Andrea Y. Adomako is currently a PhD candidate in the Department of African American Studies and hold graduate certificates in Gender and Sexuality Studies and African Studies. She is also a Presidential Fellow, the most prestigious fellowship awarded to graduate students at Northwestern for outstanding research and leadership.

Adomako holds a M.A. from the American Studies program at Purdue University and a B.A. from the Department of Africana Studies and Human Rights at Barnard College. Her interdisciplinary scholarship spans the fields of Black girlhood, Black feminism(s), childhood studies, literary criticism, and Black political thought.

Her work focuses on narratives of Black girlhood in 19th and 20th century Black youth literature in the United States and Ghana. She examines how Black writers have questioned and reworked theories of race, gender, and intimacy through figurations of Black girlhood. Adomako argues that the politics of Black friendship plays out in the creative relationships brought to life by Black authors. She also demonstrates how Black girls’ friendships can redefine and reconsider the ways difference impacts sociality.

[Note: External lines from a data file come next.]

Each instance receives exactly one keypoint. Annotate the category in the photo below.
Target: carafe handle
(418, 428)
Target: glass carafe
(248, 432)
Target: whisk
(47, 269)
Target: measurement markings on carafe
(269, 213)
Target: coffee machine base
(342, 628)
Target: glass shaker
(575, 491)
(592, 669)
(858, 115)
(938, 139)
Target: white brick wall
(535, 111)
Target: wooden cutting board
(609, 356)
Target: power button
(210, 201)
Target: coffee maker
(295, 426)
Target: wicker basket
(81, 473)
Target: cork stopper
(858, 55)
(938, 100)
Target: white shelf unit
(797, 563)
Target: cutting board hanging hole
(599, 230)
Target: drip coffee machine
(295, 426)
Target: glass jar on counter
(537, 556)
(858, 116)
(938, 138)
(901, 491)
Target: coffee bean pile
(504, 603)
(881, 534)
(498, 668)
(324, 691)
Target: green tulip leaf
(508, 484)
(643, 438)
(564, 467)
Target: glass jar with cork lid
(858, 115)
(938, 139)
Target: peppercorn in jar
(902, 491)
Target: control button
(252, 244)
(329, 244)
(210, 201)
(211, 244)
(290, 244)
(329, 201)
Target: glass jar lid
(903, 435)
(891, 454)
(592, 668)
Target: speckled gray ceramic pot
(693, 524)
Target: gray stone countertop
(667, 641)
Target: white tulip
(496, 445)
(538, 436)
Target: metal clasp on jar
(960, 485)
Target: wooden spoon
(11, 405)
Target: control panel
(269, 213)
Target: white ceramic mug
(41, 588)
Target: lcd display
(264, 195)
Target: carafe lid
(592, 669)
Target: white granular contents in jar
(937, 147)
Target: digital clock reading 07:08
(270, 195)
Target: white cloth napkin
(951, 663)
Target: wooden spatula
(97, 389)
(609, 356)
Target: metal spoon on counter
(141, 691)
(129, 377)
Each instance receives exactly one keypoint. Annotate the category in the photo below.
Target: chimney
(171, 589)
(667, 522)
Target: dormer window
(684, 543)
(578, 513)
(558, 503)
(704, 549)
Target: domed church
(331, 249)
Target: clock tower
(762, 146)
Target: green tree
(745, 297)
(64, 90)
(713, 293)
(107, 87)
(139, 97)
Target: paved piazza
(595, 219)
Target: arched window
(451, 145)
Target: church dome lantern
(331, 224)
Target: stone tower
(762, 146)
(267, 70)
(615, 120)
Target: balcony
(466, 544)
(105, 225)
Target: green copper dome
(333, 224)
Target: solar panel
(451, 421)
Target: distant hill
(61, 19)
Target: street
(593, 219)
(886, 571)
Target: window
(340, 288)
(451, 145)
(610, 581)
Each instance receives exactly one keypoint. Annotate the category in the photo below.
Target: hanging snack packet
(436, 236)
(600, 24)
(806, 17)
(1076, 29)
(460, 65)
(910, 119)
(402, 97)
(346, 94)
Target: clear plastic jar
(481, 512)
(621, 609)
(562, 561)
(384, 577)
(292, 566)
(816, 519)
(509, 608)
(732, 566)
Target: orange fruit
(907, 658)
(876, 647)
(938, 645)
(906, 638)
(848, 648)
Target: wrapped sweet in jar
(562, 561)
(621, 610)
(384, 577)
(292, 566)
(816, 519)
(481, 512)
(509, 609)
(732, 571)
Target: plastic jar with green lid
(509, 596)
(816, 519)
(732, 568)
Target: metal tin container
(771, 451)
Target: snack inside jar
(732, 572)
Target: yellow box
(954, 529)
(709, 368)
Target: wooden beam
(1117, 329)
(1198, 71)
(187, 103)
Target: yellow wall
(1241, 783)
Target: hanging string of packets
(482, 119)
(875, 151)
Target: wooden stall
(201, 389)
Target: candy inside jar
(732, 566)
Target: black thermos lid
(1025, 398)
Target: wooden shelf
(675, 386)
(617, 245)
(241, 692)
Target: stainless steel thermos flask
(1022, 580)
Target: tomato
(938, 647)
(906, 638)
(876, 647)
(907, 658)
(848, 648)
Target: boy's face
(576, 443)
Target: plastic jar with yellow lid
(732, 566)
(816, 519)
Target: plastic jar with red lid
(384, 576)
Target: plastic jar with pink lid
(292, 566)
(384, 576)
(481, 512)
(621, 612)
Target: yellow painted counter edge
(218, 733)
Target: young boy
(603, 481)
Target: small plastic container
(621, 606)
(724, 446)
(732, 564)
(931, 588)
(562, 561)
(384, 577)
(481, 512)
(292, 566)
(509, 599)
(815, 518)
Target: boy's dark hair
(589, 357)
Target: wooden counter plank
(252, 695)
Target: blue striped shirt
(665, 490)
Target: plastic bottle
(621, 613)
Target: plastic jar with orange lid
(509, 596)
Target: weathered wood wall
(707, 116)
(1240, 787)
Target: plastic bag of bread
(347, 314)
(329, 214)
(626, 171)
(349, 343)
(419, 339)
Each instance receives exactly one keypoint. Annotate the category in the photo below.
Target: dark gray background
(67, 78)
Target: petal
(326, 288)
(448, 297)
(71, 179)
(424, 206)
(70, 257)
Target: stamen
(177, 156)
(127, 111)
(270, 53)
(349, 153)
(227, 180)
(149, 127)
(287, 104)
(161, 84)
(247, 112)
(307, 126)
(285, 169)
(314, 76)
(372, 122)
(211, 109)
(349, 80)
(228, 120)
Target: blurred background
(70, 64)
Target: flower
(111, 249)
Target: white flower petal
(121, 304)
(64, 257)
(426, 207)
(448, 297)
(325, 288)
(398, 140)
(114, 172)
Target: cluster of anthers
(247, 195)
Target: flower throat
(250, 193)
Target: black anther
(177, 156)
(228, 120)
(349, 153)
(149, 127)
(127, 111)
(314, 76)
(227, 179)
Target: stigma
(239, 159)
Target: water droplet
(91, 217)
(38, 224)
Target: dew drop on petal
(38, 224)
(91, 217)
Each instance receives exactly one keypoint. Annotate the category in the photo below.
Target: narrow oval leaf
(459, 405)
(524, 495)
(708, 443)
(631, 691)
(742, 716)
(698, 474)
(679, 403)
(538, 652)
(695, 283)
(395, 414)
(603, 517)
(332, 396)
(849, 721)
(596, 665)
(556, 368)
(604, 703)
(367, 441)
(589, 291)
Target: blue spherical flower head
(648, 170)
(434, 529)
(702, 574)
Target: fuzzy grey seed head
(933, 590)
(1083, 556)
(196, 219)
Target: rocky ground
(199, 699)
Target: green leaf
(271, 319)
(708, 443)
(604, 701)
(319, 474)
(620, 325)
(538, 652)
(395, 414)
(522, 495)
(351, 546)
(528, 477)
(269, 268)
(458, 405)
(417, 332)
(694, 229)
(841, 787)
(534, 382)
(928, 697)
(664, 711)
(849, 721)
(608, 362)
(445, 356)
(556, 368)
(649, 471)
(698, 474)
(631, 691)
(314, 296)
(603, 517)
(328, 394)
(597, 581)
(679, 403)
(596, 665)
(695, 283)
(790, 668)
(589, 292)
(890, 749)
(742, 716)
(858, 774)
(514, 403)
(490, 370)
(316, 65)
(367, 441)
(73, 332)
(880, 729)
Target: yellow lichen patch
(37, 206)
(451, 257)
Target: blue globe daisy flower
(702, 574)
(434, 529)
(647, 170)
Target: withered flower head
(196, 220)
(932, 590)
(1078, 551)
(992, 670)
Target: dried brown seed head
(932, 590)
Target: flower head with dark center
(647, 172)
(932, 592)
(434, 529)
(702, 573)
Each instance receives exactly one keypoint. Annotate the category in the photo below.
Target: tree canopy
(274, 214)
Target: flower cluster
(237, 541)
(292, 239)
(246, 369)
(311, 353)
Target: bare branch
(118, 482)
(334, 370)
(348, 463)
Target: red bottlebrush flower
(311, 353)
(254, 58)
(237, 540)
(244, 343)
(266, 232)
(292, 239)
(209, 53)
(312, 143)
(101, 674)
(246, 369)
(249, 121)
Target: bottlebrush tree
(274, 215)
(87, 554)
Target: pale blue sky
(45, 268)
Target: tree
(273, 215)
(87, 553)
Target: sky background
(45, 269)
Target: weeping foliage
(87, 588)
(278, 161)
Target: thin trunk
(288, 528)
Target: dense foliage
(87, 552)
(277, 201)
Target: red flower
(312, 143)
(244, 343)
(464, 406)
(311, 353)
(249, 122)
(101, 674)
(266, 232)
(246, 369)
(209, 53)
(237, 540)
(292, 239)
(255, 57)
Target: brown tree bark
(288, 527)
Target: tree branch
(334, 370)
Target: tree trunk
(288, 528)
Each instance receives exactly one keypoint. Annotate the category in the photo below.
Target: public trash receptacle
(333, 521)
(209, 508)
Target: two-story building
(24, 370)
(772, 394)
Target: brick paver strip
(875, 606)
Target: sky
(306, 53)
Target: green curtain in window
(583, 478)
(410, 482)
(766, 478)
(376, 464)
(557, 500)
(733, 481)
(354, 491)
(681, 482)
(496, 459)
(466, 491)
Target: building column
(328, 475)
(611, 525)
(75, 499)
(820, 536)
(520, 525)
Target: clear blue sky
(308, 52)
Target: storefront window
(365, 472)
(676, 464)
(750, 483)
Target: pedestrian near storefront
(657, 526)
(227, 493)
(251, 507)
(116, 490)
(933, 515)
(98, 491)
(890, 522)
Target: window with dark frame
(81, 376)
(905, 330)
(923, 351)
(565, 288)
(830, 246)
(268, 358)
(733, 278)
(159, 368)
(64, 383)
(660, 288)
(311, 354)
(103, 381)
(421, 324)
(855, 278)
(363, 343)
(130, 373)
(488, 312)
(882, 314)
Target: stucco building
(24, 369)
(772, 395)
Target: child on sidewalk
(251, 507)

Drawing on feminist and literary criticism, Adomako conducts interdisciplinary research on figures and texts from the United States and Ghana to account for the shifting terrain of political commitments within Black Diasporic literary movements.

Working with youth organizations such as the Chicago Freedom School and sitting on the board of the Akoma Institute, Andrea is committed to relationship building as a political commitment and intellectual practice. 

Through her scholarship, teaching, and community engagement, Adomako encourages future scholars to critically engage with the category of childhood as a site of influence.

Adomako’s work continues to be supported by the Alumnae Association of Barnard College, the Social Science Research Council, the Mellon Mays Fellowship program, and the Graduate School at Northwestern University.